SZENENWECHSEL: HERKENHOFF IM KRANKENHAUS

Zum Glück nur einen Besuch stattet RASTAs Youngster Philipp Herkenhoff jetzt dem St. Marienhospital in Vechta ab - verletzt ist der 19-Jährige nämlich nicht. Der Jung-Nationalspieler besuchte als Schirmherr des Projektes „Szenenwechsel“ drei Praktikanten. Die Jugendlichen verbringen eine Woche ihrer Osterferien in der geriatrischen Rehabilitationsklinik.
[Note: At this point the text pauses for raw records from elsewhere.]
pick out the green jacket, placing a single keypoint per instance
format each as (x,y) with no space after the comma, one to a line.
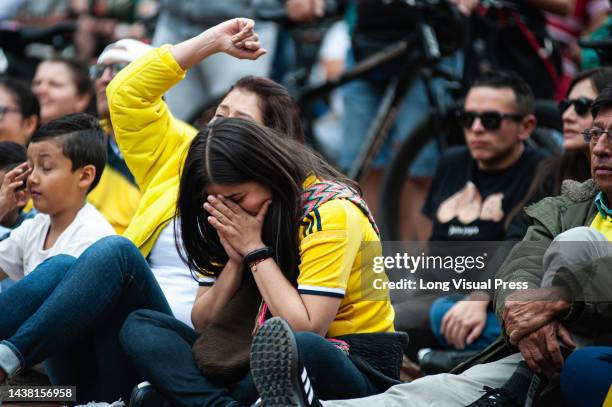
(550,217)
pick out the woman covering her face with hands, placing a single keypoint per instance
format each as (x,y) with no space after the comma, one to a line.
(263,213)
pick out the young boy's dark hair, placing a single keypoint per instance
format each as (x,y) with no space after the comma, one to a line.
(82,139)
(11,155)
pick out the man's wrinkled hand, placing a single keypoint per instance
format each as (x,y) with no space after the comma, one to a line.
(541,348)
(528,310)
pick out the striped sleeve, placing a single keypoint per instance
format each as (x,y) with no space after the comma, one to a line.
(329,243)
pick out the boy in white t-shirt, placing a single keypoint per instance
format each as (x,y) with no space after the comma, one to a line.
(66,158)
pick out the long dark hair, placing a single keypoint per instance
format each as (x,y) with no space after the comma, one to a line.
(576,165)
(235,151)
(279,110)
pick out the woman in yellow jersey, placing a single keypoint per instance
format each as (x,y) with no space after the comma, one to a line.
(70,311)
(269,229)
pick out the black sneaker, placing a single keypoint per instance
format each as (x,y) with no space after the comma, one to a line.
(279,375)
(442,361)
(145,395)
(521,390)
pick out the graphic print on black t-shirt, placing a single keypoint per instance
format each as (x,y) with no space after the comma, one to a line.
(465,203)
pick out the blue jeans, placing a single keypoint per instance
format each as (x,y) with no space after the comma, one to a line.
(442,305)
(160,349)
(69,312)
(586,377)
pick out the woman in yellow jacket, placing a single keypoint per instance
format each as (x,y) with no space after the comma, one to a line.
(154,143)
(70,310)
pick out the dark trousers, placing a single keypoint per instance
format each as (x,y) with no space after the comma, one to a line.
(69,312)
(159,347)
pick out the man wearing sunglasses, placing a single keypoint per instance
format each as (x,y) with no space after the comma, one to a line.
(474,189)
(117,195)
(565,258)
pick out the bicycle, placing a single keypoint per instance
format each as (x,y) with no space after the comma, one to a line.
(418,51)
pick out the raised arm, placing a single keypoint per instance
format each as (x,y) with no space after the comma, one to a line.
(147,133)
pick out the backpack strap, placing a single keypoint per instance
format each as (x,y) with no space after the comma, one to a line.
(323,191)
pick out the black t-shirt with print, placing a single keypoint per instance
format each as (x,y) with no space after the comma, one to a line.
(468,204)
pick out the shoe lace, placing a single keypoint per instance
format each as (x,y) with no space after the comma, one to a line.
(491,397)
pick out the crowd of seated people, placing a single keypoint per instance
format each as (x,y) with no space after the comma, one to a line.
(145,260)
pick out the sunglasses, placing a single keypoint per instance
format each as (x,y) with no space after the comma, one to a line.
(490,120)
(96,71)
(582,105)
(593,134)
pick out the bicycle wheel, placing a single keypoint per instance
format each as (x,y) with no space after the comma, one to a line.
(395,176)
(444,127)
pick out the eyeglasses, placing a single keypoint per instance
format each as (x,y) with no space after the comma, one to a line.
(5,109)
(491,120)
(593,134)
(582,105)
(96,71)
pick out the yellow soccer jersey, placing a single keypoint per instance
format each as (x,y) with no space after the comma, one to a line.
(332,255)
(604,225)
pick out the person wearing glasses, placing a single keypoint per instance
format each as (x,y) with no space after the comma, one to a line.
(565,259)
(475,187)
(574,162)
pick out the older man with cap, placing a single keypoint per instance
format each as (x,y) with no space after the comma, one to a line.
(117,195)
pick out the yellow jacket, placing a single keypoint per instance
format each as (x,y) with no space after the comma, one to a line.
(154,143)
(116,196)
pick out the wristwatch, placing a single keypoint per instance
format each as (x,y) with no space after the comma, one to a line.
(256,256)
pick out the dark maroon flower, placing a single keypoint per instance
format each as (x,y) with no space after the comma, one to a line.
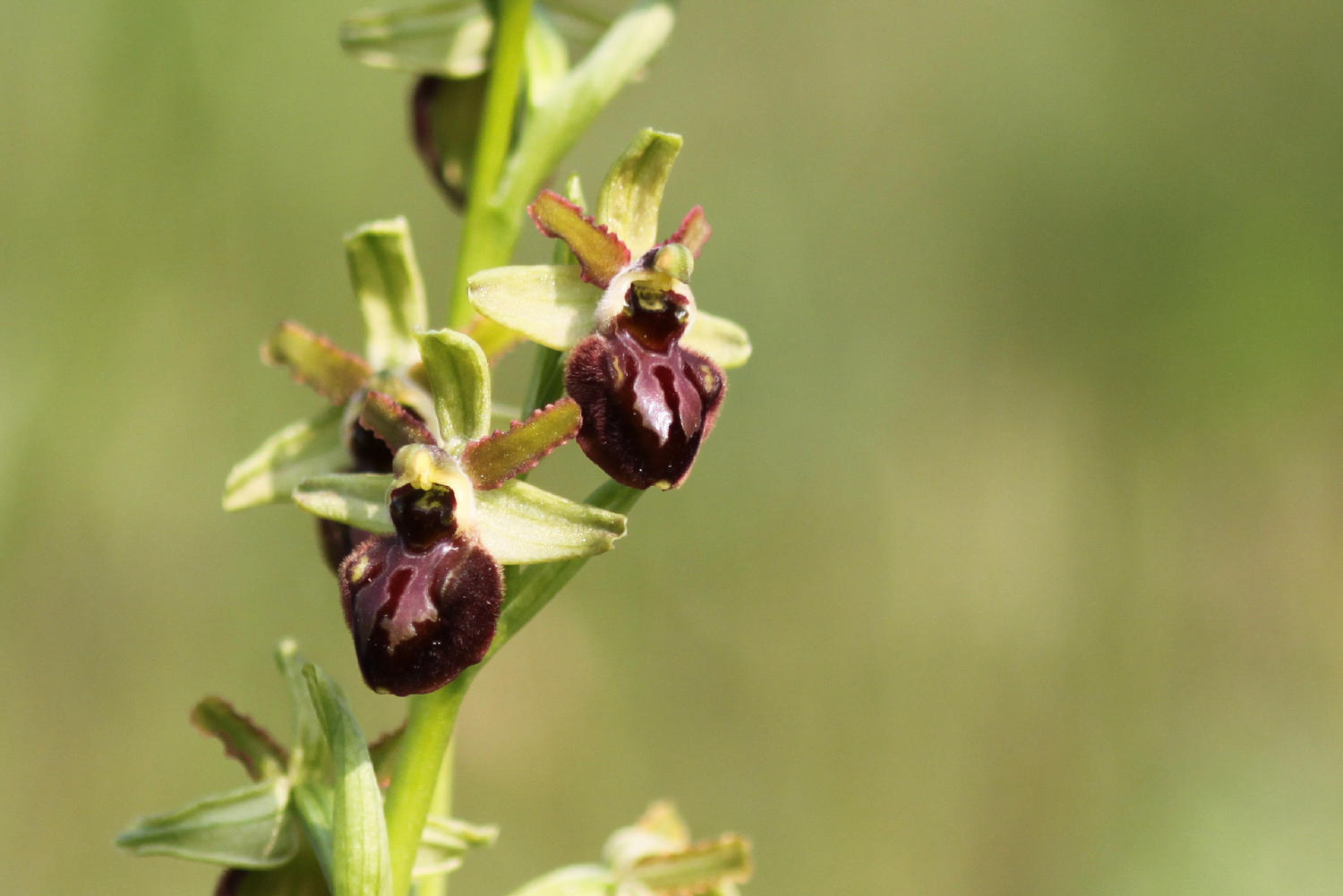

Im Bild von links nach rechts: Monika Heyng-Krogmann (St. Marienhospital Vechta), Hannes von Lehmden, Philipp Herkenhoff (RASTA Vechta, Schirmherr), Sophia-Sakinah Heckmann, Dietmar Fangmann (Landes-Caritasverband), Philipp Itteritz. Foto: Petra Pekeler

Philipp Herkenhoff ist begeistert vom Engagement der jugendlichen Szenenwechsler: „Ich finde es super, dass ihr euch freiwillig für andere Menschen engagiert. Und das in den Osterferien. Ihr hättet ja durchaus auch im Bett liegen bleiben können“, richtet der Profi-Basketballer lobende Worte an Philipp Itteritz (18), Hannes von Lehmden (15 ) und Sophia-Sakinah Heckmann (16).
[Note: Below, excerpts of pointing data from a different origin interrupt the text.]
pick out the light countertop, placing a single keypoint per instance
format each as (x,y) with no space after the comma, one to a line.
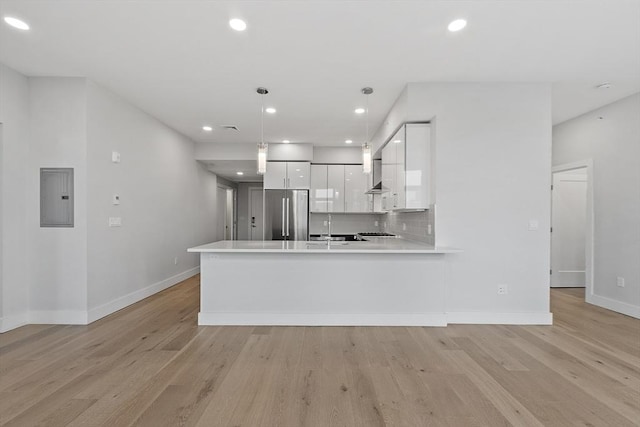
(373,245)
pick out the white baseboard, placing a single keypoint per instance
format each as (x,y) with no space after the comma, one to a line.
(8,323)
(614,305)
(58,317)
(480,318)
(126,300)
(322,319)
(79,317)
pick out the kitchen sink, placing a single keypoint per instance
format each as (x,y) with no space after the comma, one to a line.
(335,237)
(326,242)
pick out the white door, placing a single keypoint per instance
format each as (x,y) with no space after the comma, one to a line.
(229,232)
(318,192)
(221,213)
(255,214)
(355,185)
(568,224)
(335,188)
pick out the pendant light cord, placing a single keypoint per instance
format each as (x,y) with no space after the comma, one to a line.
(367,123)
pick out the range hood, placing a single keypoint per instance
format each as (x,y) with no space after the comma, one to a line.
(377,179)
(376,189)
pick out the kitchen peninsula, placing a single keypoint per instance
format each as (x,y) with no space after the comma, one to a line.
(392,282)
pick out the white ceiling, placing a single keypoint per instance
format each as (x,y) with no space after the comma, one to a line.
(180,61)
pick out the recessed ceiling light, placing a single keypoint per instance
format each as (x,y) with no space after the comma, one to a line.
(238,24)
(16,23)
(457,25)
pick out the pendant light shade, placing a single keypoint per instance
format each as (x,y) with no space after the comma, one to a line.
(262,147)
(366,149)
(366,158)
(262,158)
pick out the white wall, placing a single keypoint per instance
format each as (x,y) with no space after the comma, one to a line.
(79,274)
(15,265)
(58,256)
(492,173)
(613,144)
(167,203)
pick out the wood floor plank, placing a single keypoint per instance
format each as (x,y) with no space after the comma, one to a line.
(150,364)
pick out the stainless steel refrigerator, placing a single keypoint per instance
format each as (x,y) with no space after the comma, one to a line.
(286,215)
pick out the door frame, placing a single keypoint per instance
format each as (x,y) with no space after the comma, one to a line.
(589,223)
(249,204)
(234,207)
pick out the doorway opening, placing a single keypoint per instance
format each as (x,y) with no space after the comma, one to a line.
(256,213)
(226,214)
(572,227)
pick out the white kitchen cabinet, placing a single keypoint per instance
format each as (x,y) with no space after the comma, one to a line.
(335,188)
(388,172)
(339,188)
(406,168)
(287,175)
(318,192)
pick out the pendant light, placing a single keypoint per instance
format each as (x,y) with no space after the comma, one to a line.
(262,147)
(366,148)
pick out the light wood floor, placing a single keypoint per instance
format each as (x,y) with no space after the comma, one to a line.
(151,365)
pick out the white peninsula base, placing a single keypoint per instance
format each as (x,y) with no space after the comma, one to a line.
(330,288)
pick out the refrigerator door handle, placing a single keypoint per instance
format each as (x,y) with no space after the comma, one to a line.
(283,213)
(287,217)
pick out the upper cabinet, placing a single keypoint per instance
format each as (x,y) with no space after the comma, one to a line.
(339,188)
(287,175)
(355,185)
(406,171)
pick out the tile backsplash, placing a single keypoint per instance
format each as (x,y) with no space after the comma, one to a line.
(345,223)
(416,224)
(411,225)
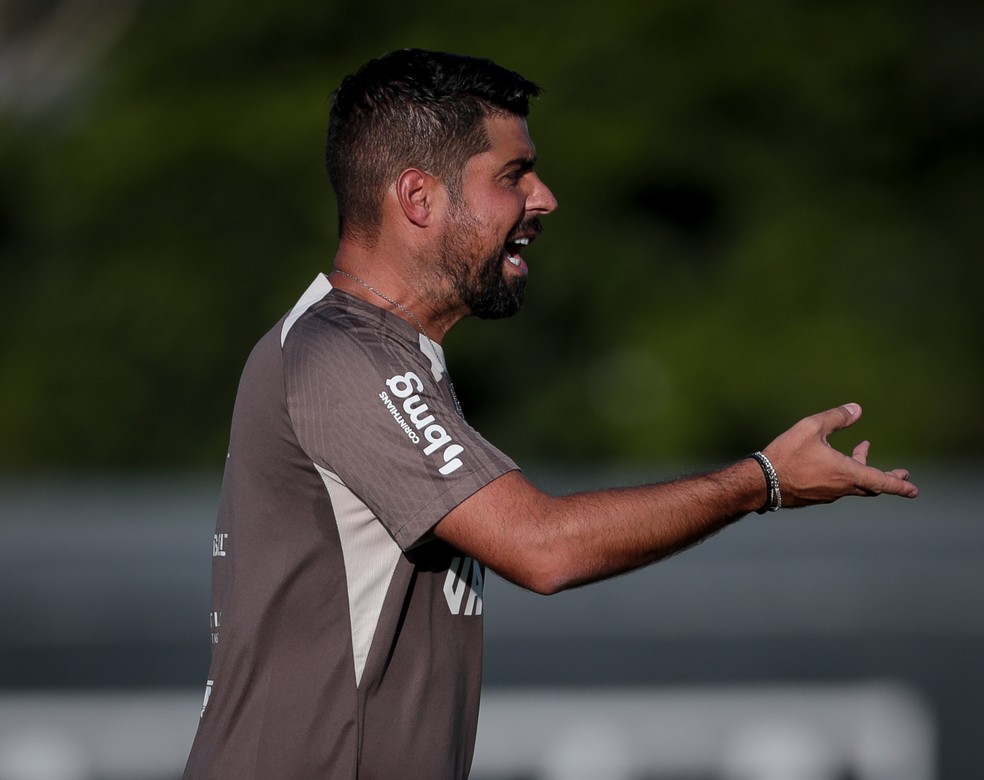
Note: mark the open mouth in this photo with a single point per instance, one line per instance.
(513, 249)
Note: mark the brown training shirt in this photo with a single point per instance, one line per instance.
(346, 641)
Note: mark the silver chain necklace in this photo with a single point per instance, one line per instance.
(410, 314)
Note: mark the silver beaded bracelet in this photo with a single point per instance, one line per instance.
(773, 501)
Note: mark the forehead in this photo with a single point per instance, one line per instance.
(510, 142)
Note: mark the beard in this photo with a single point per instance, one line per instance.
(482, 286)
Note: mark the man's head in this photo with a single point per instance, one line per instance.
(412, 108)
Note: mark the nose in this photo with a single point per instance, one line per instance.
(540, 200)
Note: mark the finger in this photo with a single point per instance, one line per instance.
(860, 453)
(837, 419)
(889, 482)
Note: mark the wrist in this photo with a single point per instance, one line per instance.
(773, 493)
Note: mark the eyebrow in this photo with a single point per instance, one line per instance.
(520, 164)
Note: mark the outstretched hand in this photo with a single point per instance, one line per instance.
(812, 472)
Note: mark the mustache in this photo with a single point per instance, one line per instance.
(528, 227)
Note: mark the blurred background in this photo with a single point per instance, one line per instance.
(767, 209)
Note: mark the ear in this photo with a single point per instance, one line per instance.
(416, 191)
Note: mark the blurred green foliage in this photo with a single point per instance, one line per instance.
(767, 209)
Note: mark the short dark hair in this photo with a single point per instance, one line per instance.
(412, 108)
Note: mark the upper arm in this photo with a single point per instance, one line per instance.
(506, 526)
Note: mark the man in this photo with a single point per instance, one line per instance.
(359, 508)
Sie sind drei von insgesamt 97 Schülerinnen und Schüler, die sich in diesem Jahr dazu entschieden haben, in die soziale Arbeit hinein zu schnuppern. „Man kann ja nur dankbar dafür sein, dass es Menschen gibt, die einen sozialen Beruf ergreifen. Schließlich kann man selber immer in die Situation geraten, auf Hilfe angewiesen zu sein. Ich jedenfalls habe großen Respekt vor Menschen, die einen sozialen Beruf ergreifen.“

Solch großen Respekt hat RASTAs Forward auch vor Jugendlichen, die sich freiwillig engagieren. Wie wichtig Menschen, sind die einem zur Seite stehen, erfuhr er im Alter von 13 Jahren selber, als er wegen eines Bänderisses auf Hilfe angewiesen war. Als er außer Gefecht gesetzt war, ist Herkenhoff klar geworden, wie wichtig ihm der Basketball-Sport ist. „Von da an habe ich meinen Weg zum Profi mit noch mehr Ernsthaftigkeit verfolgt“, so der 2,08 Meter große Mann aus Hagen am Teutoburger Wald, der seit 2015 für RASTA spielt. „Jeder muss seinen Weg finden und dabei Erfolge haben - egal ob im Sport oder eben in einem sozialen Beruf. Aktionen wie der ‚Szenenwechsel‘ sind gut, weil sie jungen Menschen einen Weg aufzeigen, den diese dann vielleicht weitergehen.“ 

Szenen-Wechsel ist eine Osterferien-Aktion

Einmal im Jahr können Jugendliche ab 15 Jahren direkt in soziale Arbeit hineinschnuppern. Caritas und Diakonie laden zusammen mit der Evangelischen Jugend Oldenburg (ejo) und dem Bund der Deutschen Katholischen Jugend Oldenburg (bdkj) dazu ein. Szenenwechsel ist ein vier- bis fünftägiges Kurzpraktikum in den Osterferien. Junge Menschen erleben dabei, dass soziale Arbeit sehr vielfältig ist und richtig Spaß machen kann.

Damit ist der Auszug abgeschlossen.